Kasmin’s Camera

Texts by Chris Stephens and Judith Goldman

John Kasmin, known to all simply as Kasmin, was the most important dealer in contemporary art in Britain in the 1960s. At the eponymous Kasmin Gallery on New Bond Street, he worked with the leading British and American artists of the day, notably Barnett Newman, Kenneth Noland, Jules Olitski, Helen Frankenthaler, Frank Stella, Anthony Caro, Richard Smith, Robyn Denny, Gillian Ayres, Howard Hodgkin, and David Hockney. Kasmin gave many of these artists their first show and was an early champion of their art.

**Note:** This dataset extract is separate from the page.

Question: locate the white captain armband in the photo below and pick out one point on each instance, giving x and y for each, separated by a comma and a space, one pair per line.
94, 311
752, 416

A true pioneer, he introduced the work of American Abstract Expressionists and minimalists to Britain, and helped bring young British artists to American audiences for the first time. In the process, he transformed the London art world and became as recognizable as his gallery artists.

Less well known is that Kasmin is also an accomplished photographer, having started his working life as an assistant to the celebrated portrait photographer Ida Kar. Throughout his life, he has always carried his camera, constantly photographing – and being photographed with – his bohemian artist and writer friends and family members. This remarkable book is the first time that he has published a collection of his favourite and most intimate photographs. With a focus on the 1960s and 1970s, these images tell a rich story of a fertile period when Kasmin was working with an array of diverse creative figures. We see Newman, Frankenthaler, and others in their studios; we hang out with Clement Greenberg, Leo Castelli, and other important figures of the New York scene; we join Hockney as he learns to drive in Los Angeles and as he holidays in France with Kasmin and his children and their shared circle of friends, among them Celia Birtwell, Ossie Clark, and Wayne Sleep; we witness the same artist again in playful mood with his parents at home in Bradford; and we follow Kasmin as he and his close friend the travel writer Bruce Chatwin voyage to Africa and the Caribbean, and as he visits India with Howard Hodgkin.

Drawn directly from Kasmin’s personal archive, the book contains dozens of images that have never been seen before. Each photograph, whether a posed portrait or a hastily grabbed snapshot, reveals something new, something private about some of the best-known names in postwar art and the milieu in which they lived. They capture key moments – such as Hockney’s early days in California – and the close friendships within Kasmin’s circle. Seen together, they bear witness to an exciting time when young, dynamic artists were finding a new language and shaping a new world.

Accompanying the photographs are texts by the British art historian and curator Chris Stephens, writing about Kasmin’s circle in the 1960s and 1970s, and his long-time friend American curator and writer Judith Goldman, who offers a more personal account of Kasmin and his life.

Dr Chris Stephens has been Director of the Holburne Museum in Bath since 2017. Prior to that he worked at Tate for more than twenty years, as Head of Displays, Tate Britain, for much of that time, and also as Head of Modern British Art.

Judith Goldman is an award-winning writer, curator, and publisher in New York City. A former editor of ARTnews, she was also the curator of prints at the Whitney Museum of Art from 1977 to 1991. She has established the Blue Heron Press and Deuce II Editions to publish artists’ books and editions.